Love

Aku duduk dengan tegang di sofa ruang tamu berwarna krem yang mewah. Sama mewahnya dengan dekorasi-dekorasi rumit di ruang tamu yang megah. Di hadapanku, Mama dan Papa mertua terlihat duduk seraya menatapku tajam. Sementara Andra, sibuk di ruang makan. Mencari-cari M & M's favoritnya.

"Gi-gimana kabarnya, Ma, Pa?" tanyaku mencoba memecahkan ketegangan, tapi suara yang keluar entah mengapa terdengar seperti mencicit.
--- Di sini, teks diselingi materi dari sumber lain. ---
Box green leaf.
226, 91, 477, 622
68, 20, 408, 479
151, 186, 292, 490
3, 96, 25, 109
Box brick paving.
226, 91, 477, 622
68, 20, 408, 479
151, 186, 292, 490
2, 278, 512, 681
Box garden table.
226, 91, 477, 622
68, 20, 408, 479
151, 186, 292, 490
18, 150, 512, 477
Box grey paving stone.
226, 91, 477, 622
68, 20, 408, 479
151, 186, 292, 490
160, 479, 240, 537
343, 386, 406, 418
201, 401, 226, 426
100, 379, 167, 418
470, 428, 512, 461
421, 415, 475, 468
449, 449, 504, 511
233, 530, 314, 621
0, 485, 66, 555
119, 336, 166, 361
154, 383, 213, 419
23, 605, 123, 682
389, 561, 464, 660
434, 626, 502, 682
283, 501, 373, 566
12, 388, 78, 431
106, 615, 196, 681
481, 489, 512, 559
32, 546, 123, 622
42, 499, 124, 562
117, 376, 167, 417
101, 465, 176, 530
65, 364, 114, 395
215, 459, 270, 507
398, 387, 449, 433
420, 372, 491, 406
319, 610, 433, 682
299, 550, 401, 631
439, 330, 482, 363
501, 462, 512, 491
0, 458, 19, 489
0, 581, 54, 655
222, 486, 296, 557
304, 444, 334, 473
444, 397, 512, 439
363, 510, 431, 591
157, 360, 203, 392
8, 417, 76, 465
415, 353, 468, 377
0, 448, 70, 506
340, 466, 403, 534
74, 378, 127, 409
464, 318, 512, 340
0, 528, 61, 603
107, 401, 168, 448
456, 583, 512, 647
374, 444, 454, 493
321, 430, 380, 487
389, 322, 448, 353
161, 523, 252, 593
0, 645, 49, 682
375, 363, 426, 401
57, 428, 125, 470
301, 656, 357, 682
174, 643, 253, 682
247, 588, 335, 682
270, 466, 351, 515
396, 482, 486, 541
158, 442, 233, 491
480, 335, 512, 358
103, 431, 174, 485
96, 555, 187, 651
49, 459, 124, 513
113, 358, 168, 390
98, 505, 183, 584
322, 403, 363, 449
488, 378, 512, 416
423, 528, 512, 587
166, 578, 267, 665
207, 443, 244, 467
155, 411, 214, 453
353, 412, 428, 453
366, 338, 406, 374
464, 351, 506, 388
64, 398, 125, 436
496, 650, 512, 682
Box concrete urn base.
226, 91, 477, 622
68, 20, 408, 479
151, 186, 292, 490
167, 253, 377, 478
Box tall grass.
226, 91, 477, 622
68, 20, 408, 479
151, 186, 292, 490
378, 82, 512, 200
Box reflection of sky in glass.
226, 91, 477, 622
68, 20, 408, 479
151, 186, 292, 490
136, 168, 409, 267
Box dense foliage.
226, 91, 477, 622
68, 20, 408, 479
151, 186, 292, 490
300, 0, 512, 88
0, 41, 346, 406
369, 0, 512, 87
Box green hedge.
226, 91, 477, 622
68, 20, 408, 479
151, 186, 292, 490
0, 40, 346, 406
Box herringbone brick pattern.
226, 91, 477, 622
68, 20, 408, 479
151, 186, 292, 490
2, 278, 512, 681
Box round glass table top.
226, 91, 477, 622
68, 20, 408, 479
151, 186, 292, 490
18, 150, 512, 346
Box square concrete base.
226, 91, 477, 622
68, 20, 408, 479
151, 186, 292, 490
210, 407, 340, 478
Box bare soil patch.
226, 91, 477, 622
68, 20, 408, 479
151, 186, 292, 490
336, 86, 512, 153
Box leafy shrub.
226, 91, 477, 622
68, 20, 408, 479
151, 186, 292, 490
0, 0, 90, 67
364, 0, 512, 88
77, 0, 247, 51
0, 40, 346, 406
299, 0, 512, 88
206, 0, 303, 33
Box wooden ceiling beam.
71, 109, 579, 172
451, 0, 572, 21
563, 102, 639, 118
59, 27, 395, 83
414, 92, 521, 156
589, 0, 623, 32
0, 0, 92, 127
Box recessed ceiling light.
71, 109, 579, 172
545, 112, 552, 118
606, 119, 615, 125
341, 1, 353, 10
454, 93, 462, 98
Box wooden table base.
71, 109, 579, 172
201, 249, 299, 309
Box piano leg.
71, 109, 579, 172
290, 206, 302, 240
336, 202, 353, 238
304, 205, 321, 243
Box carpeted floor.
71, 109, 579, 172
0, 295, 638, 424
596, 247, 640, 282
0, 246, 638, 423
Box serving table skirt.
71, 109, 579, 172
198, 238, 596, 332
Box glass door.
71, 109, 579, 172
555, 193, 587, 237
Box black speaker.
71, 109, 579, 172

"Baik." Mama menjawab singkat.

Aku mengangguk-anggukkan kepala. Berharap jawaban yang sedikit panjang, agar bisa kutimpali-kutimpali dengan pertanyaan lain. Kemudian hening. Astaga, aku benci keheningan!

Aku nyaris kembali membuka mulut ketika suara Andra terdengar membahana, "Kenapa M & M's-nya cuma dikit, sih, Ma?!"

Entah mengapa aku jadi tegang mendengar seruan Andra. Ditambah kedua mertuaku yang masih menatap tajam meski keduanya memberi ekspresi datar.

"Ke Amerika kalau mau yang banyak." Papa mertuaku yang menyahut. Suaranya berat dan dalam. Kalau aku bilang, kayak suara angkatan-angkatan bersenjata itu. Sialnya, dia berbicara seperti itu dengan wajah yang terus lekat padaku.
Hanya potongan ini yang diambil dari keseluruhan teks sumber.